Mind you, this is not happening in a recession, or even an imminent recession, as it is in Europe. The Bank of Israel estimates the economy will grow in excess of 3% annually this year and next. Although the data are a little messy after the Central Bureau of Statistics changed the way it measures the jobless rate, unemployment has been generally falling even as more and more people join the work force. Exports are holding up reasonably well given how uncertain the global situation is. Fischer is correct in saying that Israel’s budget deficits are structural, i.e., they are here to stay unless the issue of overspending is tackled through an unpleasant brew of higher taxes and spending cuts. We may yet need to counter-balance an economic slowdown with a wider deficit, but the time hasn’t come.
And, here it is time to take the Titanic metaphor a step further. As the iceberg approaches, there is every worrying sign that our captain doesn’t show much navigational fortitude. Here he is with a 94-strong coalition, riding high in the polls and nearly a year-and-half away from election day and yet he acts like a frightened deer staring into the headlights of an oncoming car. Unless compelled to do so by the High Court, he refuses to confront either the settlers or the Haredim. Until protests exploded last summer, he declined to address the economy’s social disequilibriums. In an earlier stage of his government, he showed no intentions of pursuing an accommodation with the Palestinians until he was pressured by the White House. The raison d’etre of his government is etre.
But there is no one ordering correct budget policy. The White House won’t be calling Bibi to Washington to jawbone him into spending cuts and hundreds of thousands won’t turn out for a Saturday night rally for higher taxes. So Bibi makes policy based on what comes naturally to him, which is keeping his coalition intact and readying for the next elections. As Fischer rightly pointed out, approving a wider deficit at this stage and of this magnitude is not economic policy, it is a political decision. But playing politics is a luxury in the current state of affairs.

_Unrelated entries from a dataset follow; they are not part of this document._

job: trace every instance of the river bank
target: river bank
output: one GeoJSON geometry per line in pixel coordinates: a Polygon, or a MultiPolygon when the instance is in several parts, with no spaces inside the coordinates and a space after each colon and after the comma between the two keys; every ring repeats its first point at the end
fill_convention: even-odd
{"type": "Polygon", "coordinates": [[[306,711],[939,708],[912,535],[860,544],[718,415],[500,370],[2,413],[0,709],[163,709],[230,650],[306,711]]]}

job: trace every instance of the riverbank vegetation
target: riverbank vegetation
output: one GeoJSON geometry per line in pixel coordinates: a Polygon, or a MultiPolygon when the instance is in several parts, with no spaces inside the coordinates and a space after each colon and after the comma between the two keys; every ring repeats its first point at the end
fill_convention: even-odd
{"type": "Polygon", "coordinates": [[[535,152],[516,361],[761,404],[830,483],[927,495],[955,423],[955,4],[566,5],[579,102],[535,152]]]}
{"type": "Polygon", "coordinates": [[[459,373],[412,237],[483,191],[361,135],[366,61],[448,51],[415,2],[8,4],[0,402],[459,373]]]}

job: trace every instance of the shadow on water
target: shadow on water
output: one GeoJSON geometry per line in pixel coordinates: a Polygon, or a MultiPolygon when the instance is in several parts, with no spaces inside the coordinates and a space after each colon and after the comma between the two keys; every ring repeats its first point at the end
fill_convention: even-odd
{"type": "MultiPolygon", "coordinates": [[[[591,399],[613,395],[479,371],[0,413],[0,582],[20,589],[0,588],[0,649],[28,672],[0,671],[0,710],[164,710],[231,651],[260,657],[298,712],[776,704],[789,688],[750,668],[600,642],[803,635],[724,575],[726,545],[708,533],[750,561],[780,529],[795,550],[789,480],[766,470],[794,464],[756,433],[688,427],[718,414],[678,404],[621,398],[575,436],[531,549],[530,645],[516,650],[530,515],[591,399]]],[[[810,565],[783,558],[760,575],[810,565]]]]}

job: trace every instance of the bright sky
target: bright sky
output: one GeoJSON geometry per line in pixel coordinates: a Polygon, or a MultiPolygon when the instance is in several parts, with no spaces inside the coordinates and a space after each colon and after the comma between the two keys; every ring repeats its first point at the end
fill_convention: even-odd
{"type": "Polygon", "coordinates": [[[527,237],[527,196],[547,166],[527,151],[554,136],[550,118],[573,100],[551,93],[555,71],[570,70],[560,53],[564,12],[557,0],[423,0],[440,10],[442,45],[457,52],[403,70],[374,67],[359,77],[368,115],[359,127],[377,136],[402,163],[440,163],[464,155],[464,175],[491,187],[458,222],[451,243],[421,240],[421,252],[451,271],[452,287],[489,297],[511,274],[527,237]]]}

Europe’s problems aren’t ours (at least not yet) but neither do we have the luxury Europe had of waiting for a crisis. Unlike Ireland, Greece and Spain, we have no Germany to come to our rescue if things go disastrously wrong. The U.S. did it for us once nearly three decades ago, but times have changed. We are not nearly as self-evidently needy and the U.S. has far fewer resources and much less political will to use them. Like the sinking Titanic a century ago, we will be left to our own very limited devices.